From 9f5eeb7b8553b9483ec5fbf009307b75d2fe767a Mon Sep 17 00:00:00 2001
From: Guoxiang Zu <zuguoxiang@gmail.com>
Date: Thu, 7 Aug 2025 18:09:54 +0800
Subject: [PATCH] Update deploy_guidance.md

Add the setting --gpu-memory-utilization 0.85 for Data Parallelism + Tensor Parallelism(Serving on 8xH20).
In case no this setting, following error will occur when deploy with Data Parallelism + Tensor Parallelism on 8 * H20 96G node:
(EngineCore_2 pid=28306) ERROR 08-06 14:37:29 [core.py:683]     raise RuntimeError(
(EngineCore_2 pid=28306) ERROR 08-06 14:37:29 [core.py:683] RuntimeError: CUDA out of memory occurred when warming up sampler with 1024 dummy requests. Please try lowering `max_num_seqs` or `gpu_memory_utilization` when initializing the engine.
---
 docs/deploy_guidance.md | 3 ++-
 1 file changed, 2 insertions(+), 1 deletion(-)

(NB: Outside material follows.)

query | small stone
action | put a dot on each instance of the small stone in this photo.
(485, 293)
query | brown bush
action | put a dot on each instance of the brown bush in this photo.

diff --git a/docs/deploy_guidance.md b/docs/deploy_guidance.md
index eceeb72..244e244 100644
--- a/docs/deploy_guidance.md
+++ b/docs/deploy_guidance.md
@@ -86,6 +86,7 @@ vllm serve /path/to/step3-fp8 \
     --reasoning-parser step3 \
     --enable-auto-tool-choice \
     --tool-call-parser step3 \
+    --gpu-memory-utilization 0.85 \
     --max-num-batched-tokens 4096 \
     --trust-remote-code \
 ```
@@ -223,4 +224,4 @@ print("Chat response:", chat_response)
 
 ```
 
-Note: In our image preprocessing pipeline, we implement a multi-patch mechanism to handle large images. If the input image exceeds 728x728 pixels, the system will automatically apply image cropping logic to get patches of the image.
\ No newline at end of file
+Note: In our image preprocessing pipeline, we implement a multi-patch mechanism to handle large images. If the input image exceeds 728x728 pixels, the system will automatically apply image cropping logic to get patches of the image.